Well now it's Thursday morning. Another day in what I've come to see as the 'worst year in my life'. How dramatic. We get these concepts stuck in our heads. Last July, my marriage ended catastrophically and, for all the months and weeks after, the damage spread from the blast radius and daily I watched details fall like dominoes. I've tried to be more politically correct, saying things like "it's the most challenging year of my life, so far." Bullshit. It's sucked. I don't even feel like the person I started with.
Here's my point. Humans are funny, with these notions we get. How did I decide upon a year? Is this some period of time I chose to allow myself to be miserable?

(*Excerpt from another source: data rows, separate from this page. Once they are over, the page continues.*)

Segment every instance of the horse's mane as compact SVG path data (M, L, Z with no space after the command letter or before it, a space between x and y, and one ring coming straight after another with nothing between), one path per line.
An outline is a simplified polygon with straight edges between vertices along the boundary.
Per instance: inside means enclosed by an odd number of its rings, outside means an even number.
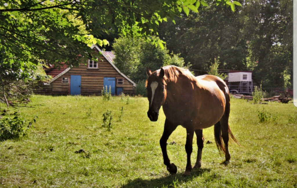
M168 65L162 67L165 73L165 78L166 83L176 83L178 78L182 76L185 77L192 81L196 80L195 77L187 69L174 65Z

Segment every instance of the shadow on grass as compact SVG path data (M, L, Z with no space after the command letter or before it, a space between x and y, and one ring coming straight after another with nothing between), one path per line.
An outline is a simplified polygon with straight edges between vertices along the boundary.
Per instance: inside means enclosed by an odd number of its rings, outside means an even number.
M169 175L168 176L152 179L142 179L138 178L131 180L124 185L121 188L132 188L139 187L174 187L175 184L181 182L192 181L195 177L200 176L205 172L209 172L211 170L209 168L193 169L191 172L191 175L187 176L183 176L182 173L178 173L176 174Z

Does this mean that on day 366, I'll be all better?
Or does it mean that on day 366 I'll decide to be better? The two are quite different animals.
I called Neil and asked him to clarify something he's told me several times over the years, about troubles, and work. Did he mean that these things would resolve themselves through the work? Or that I would resolve them through the work?
He says it's the latter, for sure.
Reason tells me that "things' are not going to suddenly improve on any given date, because dates and clocks were created to coordinate human activities. Reason also tells me that human beings use dates and landmarks to help themselves navigate through all the messy events that make up the human curriculum. We like birthdays and anniversaries----or did we create those just to sell cards? I'd guess we use them to measure and mark because it's our nature to measure and mark. One only needs to look at music and art and sentence structure (mostly ignored on this blog) to see this is true.
Possibly I subconsciously chose this one-year period. I've come to realize these last weeks, as the date approaches, that it has been a year of mourning, I just wasn't seeing it, no matter how plain it should have been. Maybe I didn't want to.
Possibly allowing ourselves a given time period to process events is just what it seems, a tool for coping.
On the other hand, by using this tool, did I decide to be miserable for a year? Did I pull unrelated events, like losing Gurtie, under this umbrella of "the bad year", giving it more strength? Could I have put it behind me much sooner?
All that said, the date is coming up fast and I find myself anticipating it. By logic, I could decide to make the day today. But we're not entirely logical and I do believe there's some value in these rituals we share.
This asks for a bit of research and reading.
What are your thoughts on this particular odd bit of being human?